Gairah remaja Palu membuat film bagimana?
Ya pada umumnya responnya cukup positif. Beberapa sekolah sudah memberi ruang untuk kami berbagi dengan siswanya dorang. Saya beberapa kali diminta buat klinik film di SMA 1, di SMP Al Azhar. Minat mereka tinggi. Anggotaku di film Halaman Belakang, semuanya anak SMA. Cuman mereka butuh ruang ekspresi yang lebih luas lagi, terutama di Palu. Soal mereka mau serius di dunia film, ini belum bisa diukur. Yang pasti mereka mau belajar. 

Komiu serius ini di film?
Uh, berat sekali komiu pe pertanyaan le. Tapi bagaimana pun saya tetap memelihara semangat untuk tetap babuat film. Semangat ini mungkin sampe mati saya jaga. Sebab begini, saya melakukan ini semua untuk memenuhi kebutuhan hobi. Saya senang dengan film karena ini menjadi media saya untuk berbagi dengan orang lain. Kalau komui kan menulis berita, banyak yang baca. Dan setahu saya, jadi wartawan itu juga bukan hanya sekedar pekerjaan. Tapi dikombinasikan dengan hobi menulis dengan idealisme. Berimba? Saya juga kurang lebih begitu, cuman medianya saja yang beda. Dan untungnya, saya tidak dikejar deadline. Kapan saja kalu ada waktu, saya kerjakan satu-satu tahapan membuat film itu. Dalai Lama pernah ditanya, apa yang paling membingungkan di dunia ini? Dia bilang manusia. Manusia itu mahluk paling unik. Dia mengorbankan kesehatannya untuk mendapatkan uang. Dan ia akan menghabiskan uang untuk kesehatannya. Manusia itu selalu menyesali masa lalunya. Dan meresahkan masa depannya. Sampe-sampai dia tidak bisa menikmati hari-harinya, dia lupa waktu bahwa dia hidup. Kalau begitu, apa yang dia dapatkan di dunia ini? Masa depan itu direncanakan saja, jangan dipermasalahkan. 
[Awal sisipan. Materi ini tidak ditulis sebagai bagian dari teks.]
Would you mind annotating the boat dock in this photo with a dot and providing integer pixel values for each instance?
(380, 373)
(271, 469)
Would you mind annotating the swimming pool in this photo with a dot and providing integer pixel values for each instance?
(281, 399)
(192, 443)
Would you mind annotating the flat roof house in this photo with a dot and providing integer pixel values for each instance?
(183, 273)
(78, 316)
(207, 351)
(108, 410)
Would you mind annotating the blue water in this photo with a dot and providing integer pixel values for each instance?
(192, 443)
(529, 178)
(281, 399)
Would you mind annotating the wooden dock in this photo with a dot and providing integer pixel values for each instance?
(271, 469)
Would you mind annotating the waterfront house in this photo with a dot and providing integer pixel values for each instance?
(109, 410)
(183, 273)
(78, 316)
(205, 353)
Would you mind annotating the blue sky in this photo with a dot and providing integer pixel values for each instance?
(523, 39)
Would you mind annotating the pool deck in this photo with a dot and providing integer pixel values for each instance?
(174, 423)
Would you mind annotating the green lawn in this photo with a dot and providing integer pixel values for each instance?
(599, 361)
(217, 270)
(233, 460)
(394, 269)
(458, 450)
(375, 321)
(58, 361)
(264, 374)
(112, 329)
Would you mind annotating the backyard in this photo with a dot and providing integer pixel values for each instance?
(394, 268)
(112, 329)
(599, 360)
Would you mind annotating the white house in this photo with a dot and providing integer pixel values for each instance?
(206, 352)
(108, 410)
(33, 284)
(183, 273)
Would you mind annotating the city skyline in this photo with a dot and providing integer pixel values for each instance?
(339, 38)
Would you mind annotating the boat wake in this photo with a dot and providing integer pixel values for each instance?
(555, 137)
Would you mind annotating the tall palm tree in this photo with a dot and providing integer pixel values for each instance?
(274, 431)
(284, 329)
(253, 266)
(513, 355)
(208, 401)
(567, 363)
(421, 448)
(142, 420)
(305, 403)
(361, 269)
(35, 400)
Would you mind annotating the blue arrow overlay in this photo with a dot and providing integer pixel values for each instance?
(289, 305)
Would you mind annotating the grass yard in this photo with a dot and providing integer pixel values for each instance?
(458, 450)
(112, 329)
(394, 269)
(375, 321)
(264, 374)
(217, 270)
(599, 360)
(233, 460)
Yang terakhir, apa komui merasa sudah menemukan kesenangan dalam film?
Susah juga ini pertanyaan. Sebenarnya tidak ada orang yang benar-benar susah dalah menjalani hidup ini. Dan tidak ada orang yang benar-benar senang. Yang ada hanyalah bahwa dia harus menjalani hidupnya. Kalau dia tidak senang menjalani hidupnya, berarti dia mau mati. Tapi yang ada, bagaimana pun susah atau senang dalam hidupnya, tetap dia akan menjalaninya. Biasanya kita membicarakan zona nyaman dalam menjalani hidup. Ini naluri manusia, selalu mencari kenyamanan dalam hidupnya. Tapi bagi saya, kelau orang selalu mencari zona nyaman itu, ia tidak dapat banyak hal. Di zona tidak nyaman, dia akan mendapat hal yang lebih untuk dia berproses.   

Berpose bersama di Pacific Meridian Festival di Vladivostok-Rusia.  RĂ©mi St-Michel (Canada)-Naama Piritz (Israel)-Yusuf Radjamuda (Indonesia).